The ultimate success or failure of BRI projects hinges on the active engagement of local stakeholders. For effective governance of such investments, careful coordination of engagement with local governments is essential – respectively at the state level to avoid such investments playing into pre-existing federal-state tensions, and at the municipal and district levels, to factor in community-level perspectives at the planning and development stages. The tendency for political and business elites to use BRI projects to advance their own interests and gain domestic leverage underscores the importance of understanding the political and economic context of host countries rather than seeing the BRI primarily in geopolitical terms. All of these factors are pertinent not just in Malaysia, but wherever projects undertaken under the Belt and Road Initiative are being implemented.
[i] Cheng-Chwee Kuik, Irresistible Inducement? Assessing China’s Belt and Road Initiative in Southeast Asia | Council on Foreign Relations (cfr.org), 15 June 2021.
[ii] Robin Bush, Belt and Road Initiative in Malaysia – a tool for domestic political elites - Devpolicy Blog from the Development Policy Centre, 2 August 2022.
[iii] Julia Merican, “Monitoring the Belt and Road Initiative”, BRI Monitor, Ideas: Monitoring the Belt and Road Initiative | IDEAS, 27 June 2022.
[iv] The website BRI Monitor – Civil Society Organizations documents research on the BRI in five countries in Southeast Asia and the Pacific, compiled collaboratively by a partner institution in each of those five countries: Malaysia, Cambodia, Philippines, Myanmar and Papua New Guinea.
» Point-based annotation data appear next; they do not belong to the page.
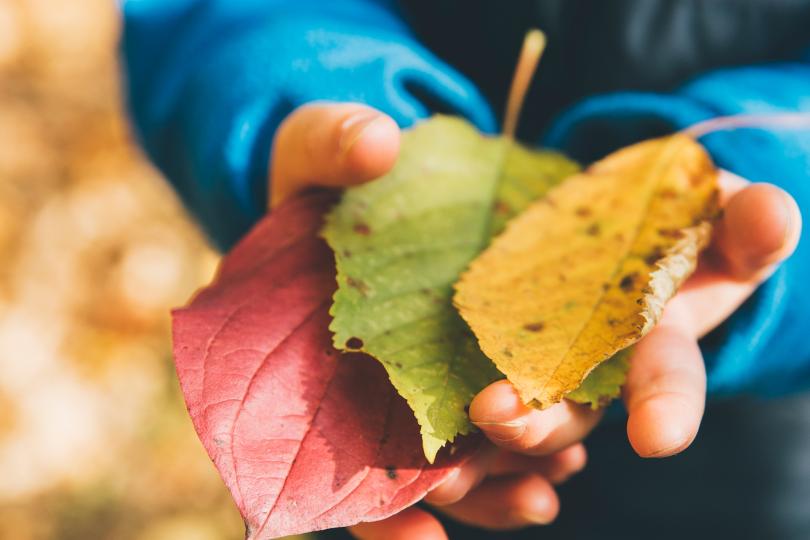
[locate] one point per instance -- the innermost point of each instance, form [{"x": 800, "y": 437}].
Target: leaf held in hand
[
  {"x": 604, "y": 383},
  {"x": 401, "y": 242},
  {"x": 586, "y": 271},
  {"x": 303, "y": 438}
]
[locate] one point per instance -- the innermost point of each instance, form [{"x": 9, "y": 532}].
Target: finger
[
  {"x": 507, "y": 503},
  {"x": 498, "y": 411},
  {"x": 556, "y": 468},
  {"x": 331, "y": 145},
  {"x": 463, "y": 479},
  {"x": 760, "y": 227},
  {"x": 665, "y": 391},
  {"x": 410, "y": 523}
]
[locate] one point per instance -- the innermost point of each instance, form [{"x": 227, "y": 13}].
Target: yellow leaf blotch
[{"x": 586, "y": 271}]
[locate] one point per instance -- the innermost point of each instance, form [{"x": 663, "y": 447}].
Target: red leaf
[{"x": 305, "y": 438}]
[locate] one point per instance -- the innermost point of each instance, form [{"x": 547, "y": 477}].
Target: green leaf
[
  {"x": 604, "y": 383},
  {"x": 401, "y": 242}
]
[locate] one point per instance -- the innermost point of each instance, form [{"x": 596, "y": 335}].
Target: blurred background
[{"x": 95, "y": 442}]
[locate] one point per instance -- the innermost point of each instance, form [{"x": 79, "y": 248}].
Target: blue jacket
[{"x": 210, "y": 80}]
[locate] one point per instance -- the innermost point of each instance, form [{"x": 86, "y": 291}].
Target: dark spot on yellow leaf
[
  {"x": 502, "y": 208},
  {"x": 628, "y": 282},
  {"x": 534, "y": 327},
  {"x": 362, "y": 228},
  {"x": 655, "y": 255},
  {"x": 584, "y": 211},
  {"x": 675, "y": 234}
]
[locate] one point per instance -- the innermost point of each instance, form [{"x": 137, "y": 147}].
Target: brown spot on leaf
[
  {"x": 502, "y": 208},
  {"x": 584, "y": 211},
  {"x": 675, "y": 234},
  {"x": 357, "y": 284},
  {"x": 628, "y": 282},
  {"x": 362, "y": 228},
  {"x": 655, "y": 255}
]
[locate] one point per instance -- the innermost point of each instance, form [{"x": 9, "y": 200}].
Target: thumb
[{"x": 331, "y": 145}]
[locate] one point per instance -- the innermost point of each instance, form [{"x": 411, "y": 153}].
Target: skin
[{"x": 510, "y": 483}]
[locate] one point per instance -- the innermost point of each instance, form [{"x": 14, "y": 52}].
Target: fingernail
[
  {"x": 503, "y": 431},
  {"x": 530, "y": 517},
  {"x": 354, "y": 127},
  {"x": 536, "y": 518},
  {"x": 789, "y": 205}
]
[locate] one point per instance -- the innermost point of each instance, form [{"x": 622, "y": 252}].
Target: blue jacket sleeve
[
  {"x": 764, "y": 348},
  {"x": 210, "y": 80}
]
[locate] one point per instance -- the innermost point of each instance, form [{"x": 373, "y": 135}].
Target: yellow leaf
[{"x": 586, "y": 271}]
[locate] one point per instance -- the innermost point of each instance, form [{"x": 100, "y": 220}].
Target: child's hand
[
  {"x": 331, "y": 145},
  {"x": 495, "y": 489},
  {"x": 339, "y": 145},
  {"x": 666, "y": 388}
]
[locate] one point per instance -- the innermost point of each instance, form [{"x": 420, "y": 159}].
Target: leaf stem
[
  {"x": 798, "y": 120},
  {"x": 533, "y": 46}
]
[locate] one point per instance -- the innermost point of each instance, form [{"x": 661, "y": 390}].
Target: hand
[
  {"x": 338, "y": 145},
  {"x": 495, "y": 489},
  {"x": 665, "y": 391},
  {"x": 331, "y": 145}
]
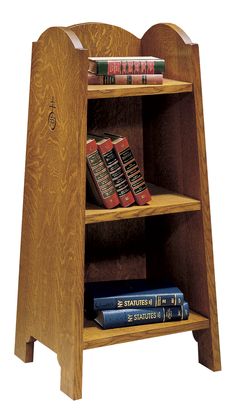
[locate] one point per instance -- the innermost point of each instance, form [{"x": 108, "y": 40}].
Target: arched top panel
[{"x": 106, "y": 40}]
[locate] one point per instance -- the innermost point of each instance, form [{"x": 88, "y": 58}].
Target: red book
[
  {"x": 130, "y": 168},
  {"x": 99, "y": 179},
  {"x": 125, "y": 79},
  {"x": 126, "y": 65},
  {"x": 105, "y": 147}
]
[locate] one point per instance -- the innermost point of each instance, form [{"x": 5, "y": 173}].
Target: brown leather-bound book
[
  {"x": 126, "y": 65},
  {"x": 131, "y": 169},
  {"x": 105, "y": 147},
  {"x": 125, "y": 79},
  {"x": 100, "y": 183}
]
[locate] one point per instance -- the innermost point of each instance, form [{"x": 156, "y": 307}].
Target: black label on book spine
[
  {"x": 120, "y": 180},
  {"x": 140, "y": 189},
  {"x": 100, "y": 175},
  {"x": 137, "y": 183},
  {"x": 136, "y": 177},
  {"x": 126, "y": 155},
  {"x": 98, "y": 168},
  {"x": 133, "y": 171},
  {"x": 114, "y": 167},
  {"x": 94, "y": 158},
  {"x": 124, "y": 191},
  {"x": 110, "y": 157},
  {"x": 105, "y": 181},
  {"x": 131, "y": 165},
  {"x": 118, "y": 172}
]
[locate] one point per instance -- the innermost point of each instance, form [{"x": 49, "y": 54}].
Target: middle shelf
[{"x": 163, "y": 202}]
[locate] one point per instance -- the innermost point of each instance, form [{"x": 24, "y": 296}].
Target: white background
[{"x": 159, "y": 374}]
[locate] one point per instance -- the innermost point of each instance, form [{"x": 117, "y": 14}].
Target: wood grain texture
[
  {"x": 180, "y": 165},
  {"x": 110, "y": 91},
  {"x": 50, "y": 303},
  {"x": 162, "y": 202},
  {"x": 164, "y": 125},
  {"x": 95, "y": 336}
]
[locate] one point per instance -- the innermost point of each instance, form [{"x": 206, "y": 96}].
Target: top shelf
[{"x": 114, "y": 91}]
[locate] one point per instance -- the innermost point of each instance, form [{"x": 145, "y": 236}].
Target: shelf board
[
  {"x": 113, "y": 91},
  {"x": 95, "y": 336},
  {"x": 163, "y": 202}
]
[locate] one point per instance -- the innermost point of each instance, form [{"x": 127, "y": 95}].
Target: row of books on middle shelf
[
  {"x": 136, "y": 70},
  {"x": 113, "y": 175},
  {"x": 114, "y": 304}
]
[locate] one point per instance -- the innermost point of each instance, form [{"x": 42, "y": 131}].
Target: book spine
[
  {"x": 138, "y": 301},
  {"x": 123, "y": 318},
  {"x": 129, "y": 67},
  {"x": 132, "y": 172},
  {"x": 116, "y": 172},
  {"x": 101, "y": 176},
  {"x": 125, "y": 79}
]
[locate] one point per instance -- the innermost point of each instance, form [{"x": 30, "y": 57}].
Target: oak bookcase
[{"x": 66, "y": 242}]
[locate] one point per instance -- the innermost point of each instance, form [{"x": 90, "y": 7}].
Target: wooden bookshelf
[
  {"x": 114, "y": 91},
  {"x": 94, "y": 336},
  {"x": 169, "y": 237},
  {"x": 163, "y": 202}
]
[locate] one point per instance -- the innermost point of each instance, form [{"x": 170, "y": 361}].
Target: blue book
[
  {"x": 130, "y": 294},
  {"x": 134, "y": 316}
]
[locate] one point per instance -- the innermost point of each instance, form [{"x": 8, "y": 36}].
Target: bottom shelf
[{"x": 95, "y": 336}]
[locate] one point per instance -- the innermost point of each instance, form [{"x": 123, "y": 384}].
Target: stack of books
[
  {"x": 135, "y": 70},
  {"x": 114, "y": 304},
  {"x": 113, "y": 175}
]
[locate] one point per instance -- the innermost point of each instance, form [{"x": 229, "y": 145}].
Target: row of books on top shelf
[
  {"x": 113, "y": 175},
  {"x": 134, "y": 70},
  {"x": 114, "y": 304}
]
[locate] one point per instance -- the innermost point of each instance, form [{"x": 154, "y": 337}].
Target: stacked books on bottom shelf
[
  {"x": 127, "y": 303},
  {"x": 126, "y": 70}
]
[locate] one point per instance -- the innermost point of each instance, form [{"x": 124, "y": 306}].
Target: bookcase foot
[
  {"x": 208, "y": 350},
  {"x": 25, "y": 350},
  {"x": 71, "y": 384}
]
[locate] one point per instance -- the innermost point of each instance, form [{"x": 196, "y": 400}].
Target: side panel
[{"x": 50, "y": 302}]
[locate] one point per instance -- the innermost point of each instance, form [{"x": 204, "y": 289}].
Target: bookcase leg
[
  {"x": 208, "y": 349},
  {"x": 25, "y": 349},
  {"x": 71, "y": 381}
]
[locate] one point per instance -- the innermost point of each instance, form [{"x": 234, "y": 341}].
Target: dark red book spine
[
  {"x": 116, "y": 172},
  {"x": 132, "y": 171},
  {"x": 101, "y": 176}
]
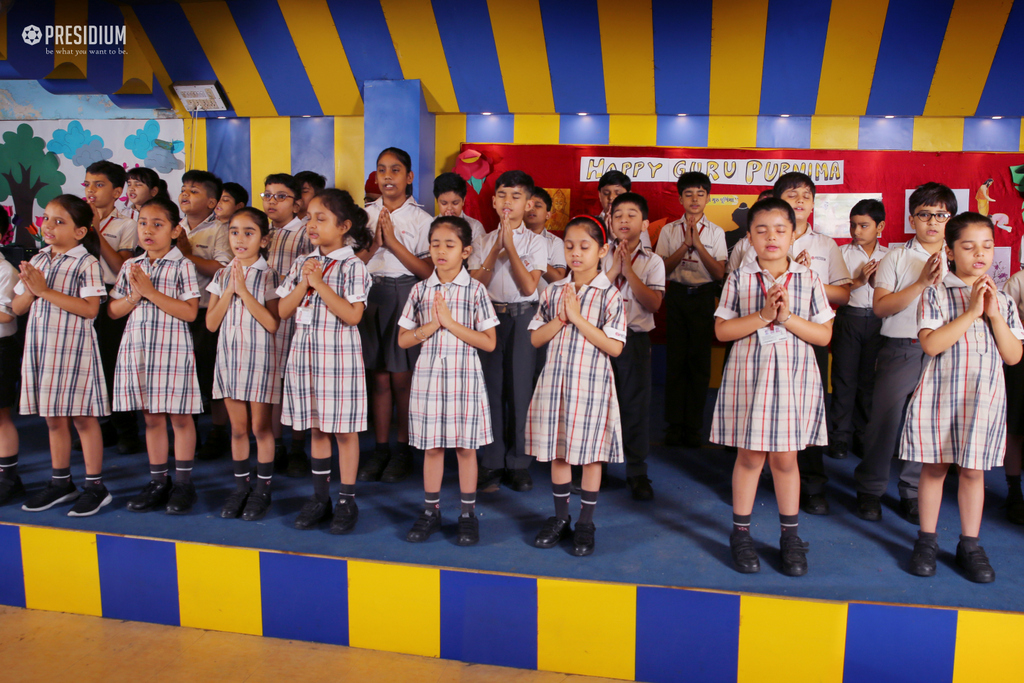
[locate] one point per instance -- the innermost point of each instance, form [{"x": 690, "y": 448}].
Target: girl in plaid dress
[
  {"x": 770, "y": 404},
  {"x": 957, "y": 415},
  {"x": 449, "y": 401},
  {"x": 244, "y": 307},
  {"x": 156, "y": 370},
  {"x": 61, "y": 376},
  {"x": 325, "y": 380},
  {"x": 573, "y": 417}
]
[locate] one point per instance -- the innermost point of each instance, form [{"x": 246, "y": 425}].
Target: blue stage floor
[{"x": 680, "y": 539}]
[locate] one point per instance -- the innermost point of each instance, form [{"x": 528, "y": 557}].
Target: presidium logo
[{"x": 77, "y": 40}]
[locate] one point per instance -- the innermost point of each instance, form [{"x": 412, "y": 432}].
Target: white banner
[{"x": 759, "y": 172}]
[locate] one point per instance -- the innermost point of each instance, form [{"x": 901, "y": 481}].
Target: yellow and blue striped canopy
[{"x": 768, "y": 57}]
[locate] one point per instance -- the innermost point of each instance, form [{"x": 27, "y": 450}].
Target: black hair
[
  {"x": 450, "y": 182},
  {"x": 461, "y": 226},
  {"x": 933, "y": 194},
  {"x": 692, "y": 179},
  {"x": 543, "y": 195},
  {"x": 285, "y": 179},
  {"x": 237, "y": 191},
  {"x": 875, "y": 209},
  {"x": 165, "y": 203},
  {"x": 956, "y": 225},
  {"x": 772, "y": 204},
  {"x": 311, "y": 178},
  {"x": 631, "y": 198},
  {"x": 113, "y": 172},
  {"x": 403, "y": 159},
  {"x": 214, "y": 187},
  {"x": 515, "y": 179},
  {"x": 793, "y": 180},
  {"x": 594, "y": 225},
  {"x": 614, "y": 178},
  {"x": 147, "y": 177},
  {"x": 81, "y": 214},
  {"x": 261, "y": 220},
  {"x": 341, "y": 204}
]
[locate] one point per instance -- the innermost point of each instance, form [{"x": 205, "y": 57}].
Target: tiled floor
[{"x": 42, "y": 646}]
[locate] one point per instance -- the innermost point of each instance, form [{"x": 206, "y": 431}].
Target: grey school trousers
[
  {"x": 508, "y": 372},
  {"x": 900, "y": 364}
]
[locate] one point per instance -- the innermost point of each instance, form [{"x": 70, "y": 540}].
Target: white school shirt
[
  {"x": 897, "y": 270},
  {"x": 826, "y": 259},
  {"x": 691, "y": 270},
  {"x": 855, "y": 258},
  {"x": 556, "y": 256},
  {"x": 209, "y": 241},
  {"x": 532, "y": 250},
  {"x": 650, "y": 269},
  {"x": 412, "y": 227},
  {"x": 122, "y": 235},
  {"x": 8, "y": 279}
]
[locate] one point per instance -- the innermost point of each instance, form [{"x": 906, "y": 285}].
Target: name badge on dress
[{"x": 773, "y": 334}]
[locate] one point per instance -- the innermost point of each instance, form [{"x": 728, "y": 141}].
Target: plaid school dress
[
  {"x": 156, "y": 370},
  {"x": 957, "y": 414},
  {"x": 771, "y": 396},
  {"x": 448, "y": 407},
  {"x": 61, "y": 375},
  {"x": 325, "y": 380},
  {"x": 247, "y": 353},
  {"x": 287, "y": 244},
  {"x": 574, "y": 411}
]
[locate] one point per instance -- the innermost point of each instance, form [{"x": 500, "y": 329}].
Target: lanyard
[
  {"x": 309, "y": 293},
  {"x": 785, "y": 286}
]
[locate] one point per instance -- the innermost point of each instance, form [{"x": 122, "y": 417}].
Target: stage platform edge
[{"x": 623, "y": 631}]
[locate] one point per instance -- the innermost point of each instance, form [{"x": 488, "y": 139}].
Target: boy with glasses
[{"x": 899, "y": 281}]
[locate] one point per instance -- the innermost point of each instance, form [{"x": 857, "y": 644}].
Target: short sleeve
[
  {"x": 1013, "y": 317},
  {"x": 614, "y": 316},
  {"x": 292, "y": 279},
  {"x": 411, "y": 313},
  {"x": 485, "y": 315},
  {"x": 545, "y": 312},
  {"x": 356, "y": 283},
  {"x": 187, "y": 285},
  {"x": 728, "y": 304},
  {"x": 821, "y": 310},
  {"x": 653, "y": 276},
  {"x": 930, "y": 314},
  {"x": 121, "y": 288},
  {"x": 838, "y": 272},
  {"x": 90, "y": 280}
]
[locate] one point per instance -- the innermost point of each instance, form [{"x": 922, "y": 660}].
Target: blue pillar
[{"x": 395, "y": 116}]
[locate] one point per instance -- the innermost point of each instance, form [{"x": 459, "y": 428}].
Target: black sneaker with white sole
[
  {"x": 54, "y": 494},
  {"x": 90, "y": 501}
]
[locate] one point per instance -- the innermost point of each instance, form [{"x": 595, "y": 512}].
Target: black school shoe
[
  {"x": 182, "y": 499},
  {"x": 54, "y": 494},
  {"x": 256, "y": 506},
  {"x": 975, "y": 564},
  {"x": 924, "y": 557},
  {"x": 235, "y": 504},
  {"x": 469, "y": 530},
  {"x": 553, "y": 531},
  {"x": 345, "y": 516},
  {"x": 312, "y": 513},
  {"x": 583, "y": 539},
  {"x": 425, "y": 524},
  {"x": 92, "y": 499},
  {"x": 10, "y": 489},
  {"x": 744, "y": 558},
  {"x": 794, "y": 555},
  {"x": 154, "y": 495}
]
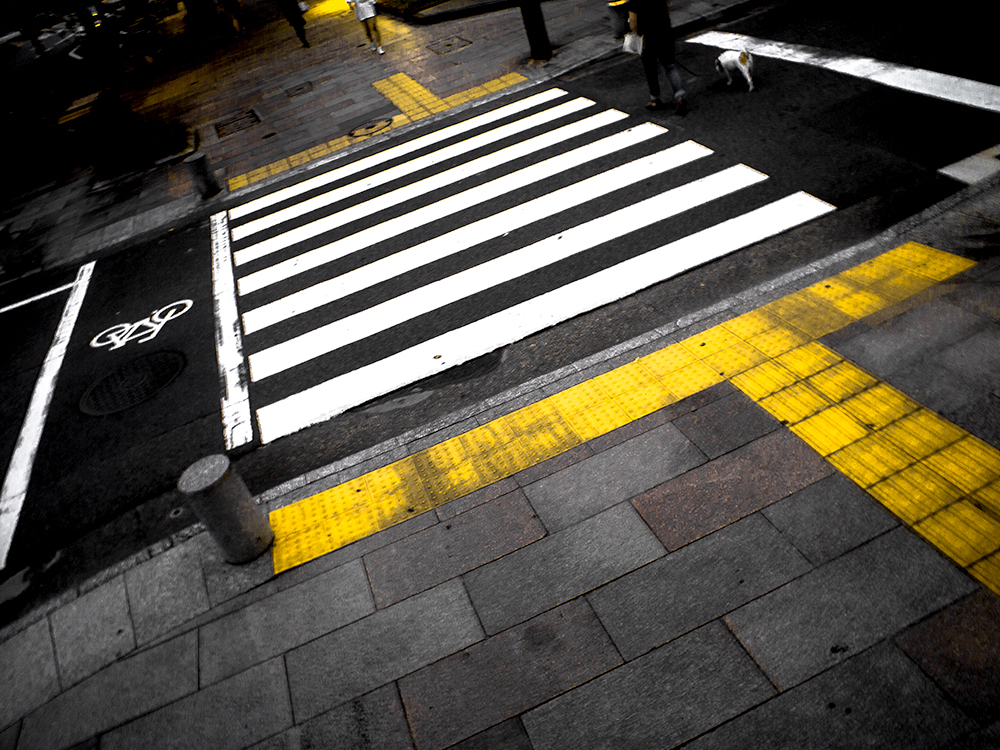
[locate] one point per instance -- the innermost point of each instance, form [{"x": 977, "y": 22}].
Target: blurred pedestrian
[
  {"x": 651, "y": 20},
  {"x": 364, "y": 10},
  {"x": 294, "y": 10}
]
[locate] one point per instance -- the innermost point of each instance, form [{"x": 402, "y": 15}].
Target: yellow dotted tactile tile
[
  {"x": 414, "y": 102},
  {"x": 937, "y": 478}
]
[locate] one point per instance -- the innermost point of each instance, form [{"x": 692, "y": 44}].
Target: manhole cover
[
  {"x": 302, "y": 88},
  {"x": 370, "y": 128},
  {"x": 237, "y": 123},
  {"x": 132, "y": 383},
  {"x": 448, "y": 44}
]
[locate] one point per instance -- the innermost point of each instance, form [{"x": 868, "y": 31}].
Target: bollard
[
  {"x": 222, "y": 502},
  {"x": 201, "y": 175},
  {"x": 534, "y": 25}
]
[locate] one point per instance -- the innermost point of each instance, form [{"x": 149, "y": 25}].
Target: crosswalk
[{"x": 387, "y": 269}]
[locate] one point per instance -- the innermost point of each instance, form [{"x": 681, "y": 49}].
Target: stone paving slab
[
  {"x": 959, "y": 648},
  {"x": 611, "y": 476},
  {"x": 283, "y": 621},
  {"x": 92, "y": 631},
  {"x": 233, "y": 714},
  {"x": 662, "y": 699},
  {"x": 560, "y": 567},
  {"x": 803, "y": 628},
  {"x": 123, "y": 691},
  {"x": 735, "y": 485},
  {"x": 696, "y": 584},
  {"x": 506, "y": 675},
  {"x": 877, "y": 699},
  {"x": 380, "y": 648},
  {"x": 828, "y": 518},
  {"x": 449, "y": 549}
]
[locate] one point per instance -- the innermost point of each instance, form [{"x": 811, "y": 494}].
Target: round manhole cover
[{"x": 132, "y": 383}]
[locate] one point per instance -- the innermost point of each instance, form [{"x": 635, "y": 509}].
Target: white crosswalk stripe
[{"x": 399, "y": 264}]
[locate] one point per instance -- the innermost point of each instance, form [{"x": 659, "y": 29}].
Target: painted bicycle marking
[{"x": 143, "y": 330}]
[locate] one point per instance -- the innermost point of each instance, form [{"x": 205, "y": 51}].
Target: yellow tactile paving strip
[
  {"x": 413, "y": 101},
  {"x": 937, "y": 478}
]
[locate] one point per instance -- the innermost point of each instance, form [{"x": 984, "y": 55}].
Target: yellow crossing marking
[
  {"x": 936, "y": 477},
  {"x": 412, "y": 100}
]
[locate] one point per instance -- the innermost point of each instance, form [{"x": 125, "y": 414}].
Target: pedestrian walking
[
  {"x": 364, "y": 10},
  {"x": 294, "y": 11},
  {"x": 651, "y": 20}
]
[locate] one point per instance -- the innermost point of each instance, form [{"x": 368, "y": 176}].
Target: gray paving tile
[
  {"x": 29, "y": 677},
  {"x": 726, "y": 424},
  {"x": 739, "y": 483},
  {"x": 166, "y": 591},
  {"x": 381, "y": 648},
  {"x": 507, "y": 735},
  {"x": 696, "y": 584},
  {"x": 234, "y": 713},
  {"x": 906, "y": 339},
  {"x": 92, "y": 631},
  {"x": 372, "y": 722},
  {"x": 660, "y": 700},
  {"x": 121, "y": 692},
  {"x": 846, "y": 606},
  {"x": 507, "y": 674},
  {"x": 876, "y": 699},
  {"x": 959, "y": 648},
  {"x": 829, "y": 517},
  {"x": 451, "y": 548},
  {"x": 283, "y": 621},
  {"x": 588, "y": 487},
  {"x": 561, "y": 567}
]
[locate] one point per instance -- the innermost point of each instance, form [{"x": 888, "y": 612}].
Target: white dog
[{"x": 731, "y": 60}]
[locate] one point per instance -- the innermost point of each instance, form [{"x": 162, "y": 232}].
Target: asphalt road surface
[{"x": 459, "y": 260}]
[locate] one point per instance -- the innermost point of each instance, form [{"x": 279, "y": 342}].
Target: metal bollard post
[
  {"x": 220, "y": 499},
  {"x": 201, "y": 175}
]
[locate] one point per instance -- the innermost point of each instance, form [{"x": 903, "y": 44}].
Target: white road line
[
  {"x": 37, "y": 297},
  {"x": 914, "y": 80},
  {"x": 396, "y": 152},
  {"x": 428, "y": 185},
  {"x": 480, "y": 194},
  {"x": 475, "y": 233},
  {"x": 579, "y": 238},
  {"x": 15, "y": 486},
  {"x": 236, "y": 425},
  {"x": 328, "y": 399},
  {"x": 388, "y": 175}
]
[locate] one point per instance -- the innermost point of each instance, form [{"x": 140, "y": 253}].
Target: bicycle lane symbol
[{"x": 143, "y": 330}]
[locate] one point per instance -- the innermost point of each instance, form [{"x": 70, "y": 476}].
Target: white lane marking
[
  {"x": 914, "y": 80},
  {"x": 396, "y": 152},
  {"x": 388, "y": 175},
  {"x": 237, "y": 428},
  {"x": 37, "y": 297},
  {"x": 516, "y": 264},
  {"x": 427, "y": 186},
  {"x": 328, "y": 399},
  {"x": 469, "y": 235},
  {"x": 446, "y": 207},
  {"x": 15, "y": 486}
]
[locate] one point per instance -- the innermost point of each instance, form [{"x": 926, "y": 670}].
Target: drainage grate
[
  {"x": 237, "y": 123},
  {"x": 370, "y": 128},
  {"x": 448, "y": 44},
  {"x": 302, "y": 88},
  {"x": 132, "y": 383}
]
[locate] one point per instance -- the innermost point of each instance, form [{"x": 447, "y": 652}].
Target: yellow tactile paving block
[{"x": 930, "y": 473}]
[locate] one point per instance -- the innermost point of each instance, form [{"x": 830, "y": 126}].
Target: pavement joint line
[{"x": 772, "y": 354}]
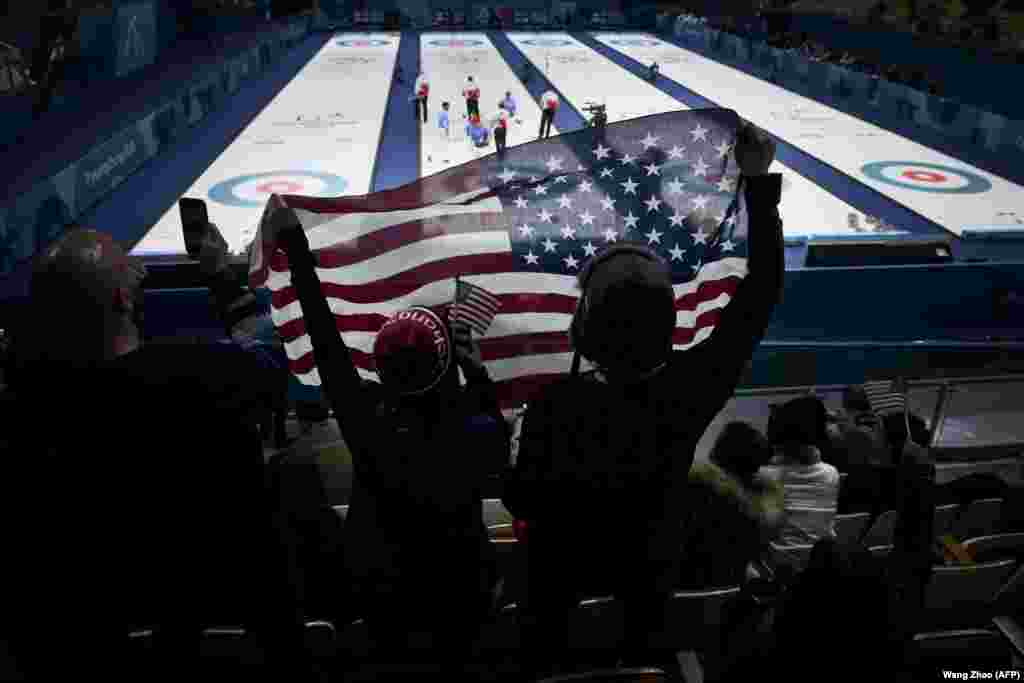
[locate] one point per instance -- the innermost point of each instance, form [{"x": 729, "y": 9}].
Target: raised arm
[
  {"x": 744, "y": 319},
  {"x": 340, "y": 380}
]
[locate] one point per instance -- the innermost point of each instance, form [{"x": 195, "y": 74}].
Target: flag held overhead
[{"x": 520, "y": 227}]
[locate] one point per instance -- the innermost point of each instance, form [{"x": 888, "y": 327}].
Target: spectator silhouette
[
  {"x": 153, "y": 487},
  {"x": 603, "y": 457},
  {"x": 418, "y": 553},
  {"x": 857, "y": 436},
  {"x": 811, "y": 485},
  {"x": 734, "y": 510},
  {"x": 857, "y": 628}
]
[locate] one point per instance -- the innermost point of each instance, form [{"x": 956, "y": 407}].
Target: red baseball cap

The stated purpose of this BRI monitoring project is to inform policy advocacy and “promote transparency and accountability in major infrastructure projects funded through the Belt and Road Initiative (BRI) in the region.”
[v] Asia Foundation report, Social Impact and Community Perception of Belt and Road Initiative Projects in Malaysia (asiafoundation.org), March 2022. The survey was sponsored by the Asia Foundation in collaboration with the Merdeka Centre for Public Opinion and the Rongzhi Corporate Social Responsibility Institute. See page 32 for concerns identified by communities surveyed.
[vi] Guanie Lim and Keng Khoon Ng, How Malaysian Politics Shaped Chinese Real Estate Deals and Economic Development - Carnegie Endowment for International Peace, 8 June 2022.
[vii] Pascal Abb, Infrastructural transformation in high-risk environments: The BRI’s impact on conflict states - Belt & Road in Global Perspective (utoronto.ca), May 2022.